AN: Well, okay, getting to that, by chance, my father was a professionally trained chef and working as such, was badgered, I guess, is the right word for it in English by my mother's brother or my uncle Chester, who was living with us in the same apartment in San Francisco. And he had, so they had a cousin living in Hollister who was into farming. And my uncle Chester wanted to get into farming, commercial farming. And so, but since he was not twenty-one, he couldn't get a bank loan for supplies and equipment and things like that. So he needed somebody who would sign bank loans, and that was my father, because my mother was still also not old enough. Anyway, after several months of badgering, he acquiesced and agreed to try farming for a few years in Hollister. So they agreed to move from San Fran to Hollister in something like August of that year, in 1941. But a few weeks later, Pearl Harbor gets bombed. The landlord, an Italian farmer who owned several different farms in Hollister, told my father and mother to not invest a lot of money in seeds or supplies or anything, "Because we don't know what's going to happen to you guys." Well, he had some kind of a special insight, but eight, nine weeks later, in February of 1942, executive order gets signed, orders going out to the Japanese American community being incarcerated. So that altered the course of our family, and my mother and father were given notices and there were published posters and all this kind of thing telling people where to show up, by when, and so on. And so we had to follow orders, otherwise the FBI would come after us, and they did later on with people who were not, quote, "complying" with federal orders. So we went to Salinas, which is not far from Hollister, and they had a temporary detention center set up in horse stalls. So we got there in end of February or March, and we sat in our, lived inside of these, stunk like hell. I remember a smell like that, indelible, and we stood there, we were there for, until, I think, May or June.

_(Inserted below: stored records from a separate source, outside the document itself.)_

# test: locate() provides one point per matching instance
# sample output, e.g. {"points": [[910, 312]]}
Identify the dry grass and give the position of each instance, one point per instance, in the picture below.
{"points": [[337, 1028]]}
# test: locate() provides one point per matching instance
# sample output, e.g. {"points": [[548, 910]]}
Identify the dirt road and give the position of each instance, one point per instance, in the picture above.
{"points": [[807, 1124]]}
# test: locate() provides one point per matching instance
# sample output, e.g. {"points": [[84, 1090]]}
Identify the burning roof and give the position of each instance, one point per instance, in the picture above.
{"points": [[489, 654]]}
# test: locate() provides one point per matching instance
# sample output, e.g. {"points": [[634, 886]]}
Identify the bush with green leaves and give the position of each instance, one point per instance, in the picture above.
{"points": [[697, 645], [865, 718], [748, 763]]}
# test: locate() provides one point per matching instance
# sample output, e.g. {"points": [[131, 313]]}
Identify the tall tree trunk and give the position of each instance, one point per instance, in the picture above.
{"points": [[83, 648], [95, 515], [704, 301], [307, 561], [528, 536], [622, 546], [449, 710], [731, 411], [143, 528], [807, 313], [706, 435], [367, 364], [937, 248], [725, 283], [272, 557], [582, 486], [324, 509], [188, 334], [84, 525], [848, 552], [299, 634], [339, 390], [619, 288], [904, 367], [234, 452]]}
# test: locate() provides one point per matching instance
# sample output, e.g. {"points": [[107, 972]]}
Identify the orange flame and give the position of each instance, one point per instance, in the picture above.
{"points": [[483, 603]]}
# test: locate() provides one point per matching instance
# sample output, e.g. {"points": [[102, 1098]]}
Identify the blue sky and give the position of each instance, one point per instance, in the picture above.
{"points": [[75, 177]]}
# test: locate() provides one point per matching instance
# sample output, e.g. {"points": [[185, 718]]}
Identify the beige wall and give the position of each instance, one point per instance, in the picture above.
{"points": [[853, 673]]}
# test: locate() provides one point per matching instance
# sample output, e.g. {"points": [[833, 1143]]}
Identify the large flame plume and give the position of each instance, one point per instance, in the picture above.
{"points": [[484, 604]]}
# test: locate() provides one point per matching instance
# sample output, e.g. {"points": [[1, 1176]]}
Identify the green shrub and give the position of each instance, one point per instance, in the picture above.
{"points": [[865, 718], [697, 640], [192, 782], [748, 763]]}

During that time, the government was building these camps, and these were technically called WRA camps, War Relocation Authority camps, which is different from internment camps. "Internment" had a Geneva Convention legal definition that the U.S. had signed into, which was after World War I, and that allowed signatory countries to detain foreign individuals, mostly non-citizens in camps, internment camps, for security reasons. And in that category, some three to five thousand Japanese immigrants were jailed in Crystal City, Texas, which was a main detention center for internment, along with five, six thousand Italian Americans, or Italians who were mostly immigrants, and roughly a comparable number of Germans, and they were rounded up from various parts of the United States and brought to Crystal City, Texas. So that was the internment facility.
Well, the government, U.S. government was into all kinds of euphemisms, and they used the term "internment" for those of us who were incarcerated in WRA camps, because the general public didn't know what the difference was. Even didn't know what "internment" was. So this is how they got away with that. And also, instead of incarcerating citizens, we were classified as "non-aliens," another euphemism from the federal government. But I was a non-alien for several years, not an American citizen, which is ridiculous, but it's what they did.